Monday, June 29, 2015

Cousin John Lakin Brasher, who preached an hour-long Methodist sermon for his 100th Birthday Celebration

P. S. Got the last cheap copy of the book by the grandson, Cousin J. Lawrence Brasher, The Sanctified South. Notice that Find a Grave has John Lakin Brasher dying in 1961, contrary to the 100th birthday celebration below. Click on the tombstone and you see that the year is 1971. Some of us lived a long time.

  • Name: Rev. Dr. John Lakin BRASHER
  • Sex: M
  • Birth: 20 JUL 1868 in Etowah County, Alabama
  • Death: 25 JAN 1971 in Etowah County, Alabama
  • Burial: Brasher Church Cemetery, Brasher Spring, Etowah County, Alabama
  • Note:
    Dr. John L. Brasher was a famous Methodist minister, who lived at Attalla, Alabama, where at his 100th birthday celebration, he preached an hour-long sermon. He owned a Methodist boook, printed in 1818, and inscribed "James Brasher, Sr., his book." According to his obituary, he was survived by three sons and four daughters, but the 1910 Census of Marshall Co., AL names a boy not listed in the obituary.

    In one news article about his 100th birthday: "Dr. Brasher has lived long enough to see his son, the Rev. James Hendricks Brasher, reach retirement age. He retired at the annual meeting of the Philadelphis Conference earlier this year."
    At Birmingham Southern College, shortly before his 101st birthday, he preached a memorial service for conference members who had died during the previous twelve months.

    In his sermon, he recalled the history of the Chrisian Church from the death of Jesus to the present, placing special emphasis on the spiritual side of the faith. His profound sincerity and quick wit frequently stirred the audience of several thousand delegates from near tears to outbursts of laughter. It left little doubt that heis not only the oldest member of the conference, but one of the most aware. "It's not the wrinkles on the face that makes folks old. It's the wrinkles on their spiritual life," proclaimed Dr. Brasher, who limits his sermons to "whenever I feel up to one." He lives on the family's old home place at Brasher's Springs, some seven miles west of Attalla. (from B'ham News, Wed, Jun 11, 1969)

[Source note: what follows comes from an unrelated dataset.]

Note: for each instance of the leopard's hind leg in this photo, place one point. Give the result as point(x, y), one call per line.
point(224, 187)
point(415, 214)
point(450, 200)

    1. Lakin is an uncommon name, and I thought almost all of them were descendants of the 17th-century Massachusetts immigrant William Lakin of Groton. Is this fellow part of a branch that moved south, or is he perhaps an independent occurrence?

      See: Douglas Richardson, "The English origin of the Lakin family of Reading and Groton, Massachusetts, with the possible origin of the Bloods of Reading and Groton," The American Genealogist, 71: 142-148, 1995

      1. It's the only occurrence in the family I know of. Larkin is not uncommon in Laurens County, SC (e.g., "Asa Larkin Tindall") and I see Larkin T. Basher Sr and Larkin Terrence Brasher Jr on 282-283 of the big A BRAZIER/BRASHER SAGA. I did not know about John Lakin Brasher until this morning.